- Director Mark Molloy chose to use practical effects for the action scenes in “Beverly Hills Cop: Axel F.”
- Molloy aimed to replicate the brutal realism of the original ’80s films.
- “I wanted to take him down,” Molloy said. “The stakes are real, and the danger is real.”
At a time when everything from car chases to kisses in movies can be achieved with computer-generated visual effects, director Mark Molloy wanted to go against the grain with “Beverly Hills Cop: Axel F” by shooting all the action sequences with practical effects.
Molloy was set on his position from the start, when he had his first meetings with franchise producer Jerry Bruckheimer and received the offer to direct the sequel, which had been in the works for decades.
“I went to Jerry and said, ‘I love this, but I want to do an ’80s action comedy, I want to shoot everything on camera,’” Molloy recalled to Business Insider during a recent Zoom conversation.
Although “Axel F” marks Molloy’s feature film directorial debut after decades of commercial work and television directing in his native Australia, the filmmaker knew immediately that the only way a fourth “Beverly Hills Cop” movie would work would be to stay true to the texture and attitude of the beloved first two films, which were box-office smashes and made Eddie Murphy a superstar in the late 1980s (let’s just forget there was a third movie).
“A lot of movies these days are so effects-driven that there’s a certain perfection,” he said. “I wanted it to be realistic. The stakes are real, and the danger is real. Like movies 1 and 2, they were brave movies.”
Bruckheimer loved the idea, which led Molloy to film Murphy driving a massive snowplow through rows of parked cars in Detroit and a scene in which they actually drove a car off the side of a building in Los Angeles.

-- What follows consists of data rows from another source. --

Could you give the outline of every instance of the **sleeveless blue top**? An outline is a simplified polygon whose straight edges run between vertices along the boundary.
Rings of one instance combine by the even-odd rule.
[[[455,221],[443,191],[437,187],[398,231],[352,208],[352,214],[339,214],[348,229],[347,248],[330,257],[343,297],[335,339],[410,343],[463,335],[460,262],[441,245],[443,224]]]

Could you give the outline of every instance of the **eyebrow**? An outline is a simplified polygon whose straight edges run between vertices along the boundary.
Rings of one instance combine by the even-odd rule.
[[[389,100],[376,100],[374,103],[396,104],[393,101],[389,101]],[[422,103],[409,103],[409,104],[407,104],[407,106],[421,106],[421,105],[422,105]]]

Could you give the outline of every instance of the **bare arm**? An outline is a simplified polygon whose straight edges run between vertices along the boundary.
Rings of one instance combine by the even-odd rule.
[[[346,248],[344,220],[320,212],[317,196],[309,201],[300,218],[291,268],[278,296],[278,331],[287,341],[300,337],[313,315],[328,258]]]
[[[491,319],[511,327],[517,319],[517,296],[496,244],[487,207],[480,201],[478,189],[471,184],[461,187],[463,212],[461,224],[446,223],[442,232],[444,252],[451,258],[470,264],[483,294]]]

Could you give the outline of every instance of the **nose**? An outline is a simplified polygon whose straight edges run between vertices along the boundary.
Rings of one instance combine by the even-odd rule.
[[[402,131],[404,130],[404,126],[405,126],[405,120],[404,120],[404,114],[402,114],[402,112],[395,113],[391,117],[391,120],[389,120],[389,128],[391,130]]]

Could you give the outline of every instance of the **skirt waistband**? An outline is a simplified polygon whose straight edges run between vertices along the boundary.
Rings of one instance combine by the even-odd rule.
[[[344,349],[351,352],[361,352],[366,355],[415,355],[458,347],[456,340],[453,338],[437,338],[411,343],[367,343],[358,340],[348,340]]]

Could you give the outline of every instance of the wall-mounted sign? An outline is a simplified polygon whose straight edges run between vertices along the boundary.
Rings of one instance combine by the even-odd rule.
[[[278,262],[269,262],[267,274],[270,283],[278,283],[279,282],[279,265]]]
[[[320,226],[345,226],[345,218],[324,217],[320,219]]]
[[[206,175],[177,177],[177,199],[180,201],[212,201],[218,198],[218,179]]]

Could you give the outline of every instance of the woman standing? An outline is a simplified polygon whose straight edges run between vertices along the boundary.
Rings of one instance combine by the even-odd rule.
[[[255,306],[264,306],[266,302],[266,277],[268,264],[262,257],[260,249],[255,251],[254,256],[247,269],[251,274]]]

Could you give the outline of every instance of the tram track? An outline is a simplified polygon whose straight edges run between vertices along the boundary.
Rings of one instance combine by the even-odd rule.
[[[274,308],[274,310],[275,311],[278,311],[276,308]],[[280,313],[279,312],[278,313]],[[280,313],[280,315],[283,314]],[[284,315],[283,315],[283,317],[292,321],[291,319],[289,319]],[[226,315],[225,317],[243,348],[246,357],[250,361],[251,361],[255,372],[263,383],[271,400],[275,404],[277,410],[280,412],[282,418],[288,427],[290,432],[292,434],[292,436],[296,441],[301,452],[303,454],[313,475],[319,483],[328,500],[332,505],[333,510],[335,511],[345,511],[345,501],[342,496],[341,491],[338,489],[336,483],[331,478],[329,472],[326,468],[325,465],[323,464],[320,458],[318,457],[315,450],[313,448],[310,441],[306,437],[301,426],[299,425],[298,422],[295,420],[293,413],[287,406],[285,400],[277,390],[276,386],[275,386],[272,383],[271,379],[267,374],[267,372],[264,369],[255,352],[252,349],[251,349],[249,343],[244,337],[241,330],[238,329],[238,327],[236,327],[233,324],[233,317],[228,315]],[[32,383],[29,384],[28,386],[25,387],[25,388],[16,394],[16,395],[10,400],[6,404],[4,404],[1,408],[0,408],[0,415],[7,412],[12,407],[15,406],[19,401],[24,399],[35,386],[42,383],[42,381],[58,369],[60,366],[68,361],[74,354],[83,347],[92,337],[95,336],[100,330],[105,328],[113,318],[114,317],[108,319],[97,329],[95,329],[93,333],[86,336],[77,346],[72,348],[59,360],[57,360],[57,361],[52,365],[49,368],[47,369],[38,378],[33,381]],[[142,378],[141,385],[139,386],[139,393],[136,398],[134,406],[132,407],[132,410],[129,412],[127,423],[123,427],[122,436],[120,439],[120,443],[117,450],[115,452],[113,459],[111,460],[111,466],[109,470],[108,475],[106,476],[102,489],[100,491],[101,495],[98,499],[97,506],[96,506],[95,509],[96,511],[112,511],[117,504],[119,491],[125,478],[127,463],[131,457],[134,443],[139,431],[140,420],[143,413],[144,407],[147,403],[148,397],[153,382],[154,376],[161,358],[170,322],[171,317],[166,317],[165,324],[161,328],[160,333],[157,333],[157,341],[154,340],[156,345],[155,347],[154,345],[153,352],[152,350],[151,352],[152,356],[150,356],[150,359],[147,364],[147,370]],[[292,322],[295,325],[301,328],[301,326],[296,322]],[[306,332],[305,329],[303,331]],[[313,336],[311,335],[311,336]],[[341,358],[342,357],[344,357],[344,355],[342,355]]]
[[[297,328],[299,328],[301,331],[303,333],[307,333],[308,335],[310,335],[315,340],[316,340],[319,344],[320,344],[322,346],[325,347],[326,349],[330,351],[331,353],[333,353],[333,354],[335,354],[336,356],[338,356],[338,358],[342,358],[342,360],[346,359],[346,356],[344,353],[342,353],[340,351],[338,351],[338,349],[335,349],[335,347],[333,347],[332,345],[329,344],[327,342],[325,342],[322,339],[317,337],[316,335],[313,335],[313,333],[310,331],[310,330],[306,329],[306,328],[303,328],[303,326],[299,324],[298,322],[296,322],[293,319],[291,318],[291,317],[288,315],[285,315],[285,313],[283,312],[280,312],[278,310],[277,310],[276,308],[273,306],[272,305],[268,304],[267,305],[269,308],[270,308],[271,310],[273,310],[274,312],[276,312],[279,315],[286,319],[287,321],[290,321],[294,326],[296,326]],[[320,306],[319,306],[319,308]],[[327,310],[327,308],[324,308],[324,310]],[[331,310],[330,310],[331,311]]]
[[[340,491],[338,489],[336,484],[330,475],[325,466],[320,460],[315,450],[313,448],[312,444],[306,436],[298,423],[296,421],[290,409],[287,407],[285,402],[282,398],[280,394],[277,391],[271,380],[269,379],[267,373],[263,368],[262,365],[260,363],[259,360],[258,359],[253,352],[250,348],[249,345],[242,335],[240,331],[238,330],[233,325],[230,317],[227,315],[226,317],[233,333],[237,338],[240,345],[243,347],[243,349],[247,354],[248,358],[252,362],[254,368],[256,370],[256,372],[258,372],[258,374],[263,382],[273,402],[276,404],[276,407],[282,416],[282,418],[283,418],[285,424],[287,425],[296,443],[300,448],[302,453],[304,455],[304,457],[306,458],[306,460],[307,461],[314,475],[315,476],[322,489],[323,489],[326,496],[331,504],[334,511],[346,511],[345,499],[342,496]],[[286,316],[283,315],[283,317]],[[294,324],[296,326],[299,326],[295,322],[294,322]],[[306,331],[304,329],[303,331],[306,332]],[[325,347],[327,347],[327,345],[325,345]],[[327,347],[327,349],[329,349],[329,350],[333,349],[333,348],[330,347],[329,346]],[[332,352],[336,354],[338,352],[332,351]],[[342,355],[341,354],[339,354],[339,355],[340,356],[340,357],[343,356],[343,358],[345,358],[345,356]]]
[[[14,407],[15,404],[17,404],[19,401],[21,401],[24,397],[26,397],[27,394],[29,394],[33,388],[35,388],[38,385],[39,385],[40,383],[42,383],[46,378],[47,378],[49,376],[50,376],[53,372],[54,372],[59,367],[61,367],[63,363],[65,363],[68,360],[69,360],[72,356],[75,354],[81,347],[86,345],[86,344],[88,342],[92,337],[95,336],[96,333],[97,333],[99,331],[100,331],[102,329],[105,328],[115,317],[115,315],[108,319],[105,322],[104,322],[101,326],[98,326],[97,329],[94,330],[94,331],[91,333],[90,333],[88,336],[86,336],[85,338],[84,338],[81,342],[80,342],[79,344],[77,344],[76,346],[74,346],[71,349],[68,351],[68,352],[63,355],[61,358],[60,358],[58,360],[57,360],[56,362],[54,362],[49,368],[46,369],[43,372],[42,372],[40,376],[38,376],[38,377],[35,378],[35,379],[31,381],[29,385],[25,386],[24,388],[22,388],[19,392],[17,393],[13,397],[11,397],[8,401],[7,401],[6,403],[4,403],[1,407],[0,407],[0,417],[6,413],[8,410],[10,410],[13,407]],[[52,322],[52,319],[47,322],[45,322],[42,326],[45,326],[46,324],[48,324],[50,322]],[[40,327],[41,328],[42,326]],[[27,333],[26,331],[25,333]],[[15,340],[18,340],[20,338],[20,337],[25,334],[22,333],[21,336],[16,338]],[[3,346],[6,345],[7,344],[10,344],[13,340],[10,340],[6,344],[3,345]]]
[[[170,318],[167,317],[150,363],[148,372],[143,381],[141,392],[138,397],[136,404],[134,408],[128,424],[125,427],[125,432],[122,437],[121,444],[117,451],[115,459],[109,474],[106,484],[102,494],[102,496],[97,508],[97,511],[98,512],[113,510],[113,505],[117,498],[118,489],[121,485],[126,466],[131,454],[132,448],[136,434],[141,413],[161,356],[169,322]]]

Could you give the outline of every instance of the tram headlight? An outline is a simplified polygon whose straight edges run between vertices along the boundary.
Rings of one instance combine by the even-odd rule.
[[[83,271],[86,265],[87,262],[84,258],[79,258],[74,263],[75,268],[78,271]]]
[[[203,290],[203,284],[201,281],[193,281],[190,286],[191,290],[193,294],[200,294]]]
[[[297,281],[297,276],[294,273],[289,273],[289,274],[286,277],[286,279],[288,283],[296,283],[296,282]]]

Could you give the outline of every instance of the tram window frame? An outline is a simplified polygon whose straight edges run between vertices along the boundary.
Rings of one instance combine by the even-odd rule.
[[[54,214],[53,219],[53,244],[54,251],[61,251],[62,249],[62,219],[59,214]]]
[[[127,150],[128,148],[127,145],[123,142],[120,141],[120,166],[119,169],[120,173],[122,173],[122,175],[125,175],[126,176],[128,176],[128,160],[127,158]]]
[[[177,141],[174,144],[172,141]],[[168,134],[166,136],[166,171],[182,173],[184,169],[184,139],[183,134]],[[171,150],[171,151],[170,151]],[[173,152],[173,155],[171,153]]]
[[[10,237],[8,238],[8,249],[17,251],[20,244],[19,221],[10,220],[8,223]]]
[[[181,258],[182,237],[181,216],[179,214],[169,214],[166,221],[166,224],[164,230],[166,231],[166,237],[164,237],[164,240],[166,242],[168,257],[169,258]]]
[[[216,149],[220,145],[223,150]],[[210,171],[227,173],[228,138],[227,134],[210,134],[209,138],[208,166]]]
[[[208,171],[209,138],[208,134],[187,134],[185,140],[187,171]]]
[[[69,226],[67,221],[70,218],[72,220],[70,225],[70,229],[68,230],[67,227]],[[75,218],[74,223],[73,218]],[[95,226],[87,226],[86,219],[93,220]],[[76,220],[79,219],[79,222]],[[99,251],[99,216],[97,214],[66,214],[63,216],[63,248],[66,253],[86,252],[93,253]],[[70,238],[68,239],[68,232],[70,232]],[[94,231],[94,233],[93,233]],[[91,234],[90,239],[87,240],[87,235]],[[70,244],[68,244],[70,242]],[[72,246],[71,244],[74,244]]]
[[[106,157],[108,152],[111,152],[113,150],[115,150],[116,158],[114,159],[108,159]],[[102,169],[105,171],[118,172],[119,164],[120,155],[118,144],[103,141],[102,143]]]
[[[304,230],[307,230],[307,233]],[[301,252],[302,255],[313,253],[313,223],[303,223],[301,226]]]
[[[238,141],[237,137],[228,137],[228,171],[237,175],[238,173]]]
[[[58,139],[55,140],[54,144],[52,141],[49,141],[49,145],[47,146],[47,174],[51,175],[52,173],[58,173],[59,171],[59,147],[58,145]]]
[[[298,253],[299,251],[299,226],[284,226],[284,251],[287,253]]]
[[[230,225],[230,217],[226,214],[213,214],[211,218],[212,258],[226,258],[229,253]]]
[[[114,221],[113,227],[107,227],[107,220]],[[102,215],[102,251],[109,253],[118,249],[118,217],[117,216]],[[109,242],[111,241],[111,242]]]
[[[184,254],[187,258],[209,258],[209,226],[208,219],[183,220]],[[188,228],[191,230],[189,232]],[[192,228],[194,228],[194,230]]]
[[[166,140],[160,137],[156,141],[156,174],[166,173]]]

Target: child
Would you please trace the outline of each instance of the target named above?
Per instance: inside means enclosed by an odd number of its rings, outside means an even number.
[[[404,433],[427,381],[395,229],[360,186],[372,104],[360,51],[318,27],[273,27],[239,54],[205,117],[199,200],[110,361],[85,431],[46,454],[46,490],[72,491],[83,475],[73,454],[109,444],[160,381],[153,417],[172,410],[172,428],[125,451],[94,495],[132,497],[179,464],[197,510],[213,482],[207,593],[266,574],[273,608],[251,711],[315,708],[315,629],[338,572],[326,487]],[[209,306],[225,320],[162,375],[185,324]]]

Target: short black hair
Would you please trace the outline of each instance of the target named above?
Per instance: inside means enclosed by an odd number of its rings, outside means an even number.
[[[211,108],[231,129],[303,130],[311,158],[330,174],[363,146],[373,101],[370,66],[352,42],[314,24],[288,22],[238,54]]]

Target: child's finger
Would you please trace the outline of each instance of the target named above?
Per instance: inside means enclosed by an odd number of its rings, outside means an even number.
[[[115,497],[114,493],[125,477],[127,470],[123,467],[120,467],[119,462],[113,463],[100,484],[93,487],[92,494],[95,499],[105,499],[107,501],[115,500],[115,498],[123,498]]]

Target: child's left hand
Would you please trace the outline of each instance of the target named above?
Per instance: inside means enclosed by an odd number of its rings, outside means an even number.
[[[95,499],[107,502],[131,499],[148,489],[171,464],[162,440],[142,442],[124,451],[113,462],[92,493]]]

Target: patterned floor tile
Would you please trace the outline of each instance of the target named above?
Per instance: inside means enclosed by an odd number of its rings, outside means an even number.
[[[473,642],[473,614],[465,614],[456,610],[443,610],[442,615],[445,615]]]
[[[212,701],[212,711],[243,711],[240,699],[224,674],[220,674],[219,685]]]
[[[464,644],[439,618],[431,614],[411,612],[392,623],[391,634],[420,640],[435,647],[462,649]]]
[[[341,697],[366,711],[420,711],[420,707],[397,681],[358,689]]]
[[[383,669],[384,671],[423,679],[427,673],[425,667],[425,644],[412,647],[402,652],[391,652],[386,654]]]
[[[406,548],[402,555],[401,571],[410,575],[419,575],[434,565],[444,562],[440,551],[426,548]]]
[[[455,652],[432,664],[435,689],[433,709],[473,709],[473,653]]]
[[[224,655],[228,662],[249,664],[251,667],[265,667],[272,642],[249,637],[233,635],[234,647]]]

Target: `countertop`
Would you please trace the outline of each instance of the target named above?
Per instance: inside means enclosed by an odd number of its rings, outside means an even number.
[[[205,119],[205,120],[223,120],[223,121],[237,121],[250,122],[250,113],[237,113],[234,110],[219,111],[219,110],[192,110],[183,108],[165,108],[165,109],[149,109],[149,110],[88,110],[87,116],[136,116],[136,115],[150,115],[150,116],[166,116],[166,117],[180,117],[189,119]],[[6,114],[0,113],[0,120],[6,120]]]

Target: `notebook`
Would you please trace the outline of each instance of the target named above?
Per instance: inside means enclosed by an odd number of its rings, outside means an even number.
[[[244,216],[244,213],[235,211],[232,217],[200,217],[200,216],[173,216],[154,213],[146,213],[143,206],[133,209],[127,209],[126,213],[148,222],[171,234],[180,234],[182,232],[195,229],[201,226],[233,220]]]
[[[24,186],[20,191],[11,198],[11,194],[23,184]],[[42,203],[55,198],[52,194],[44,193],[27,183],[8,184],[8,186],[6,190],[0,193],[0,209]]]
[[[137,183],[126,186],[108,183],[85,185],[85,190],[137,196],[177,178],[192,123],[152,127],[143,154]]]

“We had to shut down part of I-10 to do this,” Molloy said happily, referring to one of Los Angeles’ busiest freeways.
In this scene, Axel Foley’s daughter Jane, played by Taylour Paige (“Zola”), is visited by the film’s bad guys, who end up ripping the car off the side of the parking lot. (While doing this stunt for real was fun, Molloy pointed out that Paige was not in the car when this stunt was filmed. Safety first.)
“It was a perfect location that we found, but it’s literally right next to I-10, so we had to close off part of it, otherwise people were going to have accidents if they suddenly saw a car fall off the side of a building,” Molloy said.
But the helicopter scene is the one that keeps him awake at night. Toward the end of the film, Foley and Detective Abbott (Joseph Gordon-Levitt) steal a police helicopter to escape from Grant (Kevin Bacon), the corrupt police captain. Aside from interior shots of Murphy and Gordon-Levitt in the cockpit, the entire sequence uses a real helicopter that does everything from free-falling between buildings to flying so low that sparks fly as it skims the road. The sequence ends with the helicopter landing, not very gracefully, in front of Beverly Hills City Hall.
Looking back now, Molloy laughs in disbelief at how he approached such ambitious scenes. “It was a real challenge.”
“Beverly Hills Cop: Axel F” is now available on Netflix.
Disclosure: Mathias Döpfner, CEO of Business Insider’s parent company Axel Springer, is a member of Netflix’s board of directors.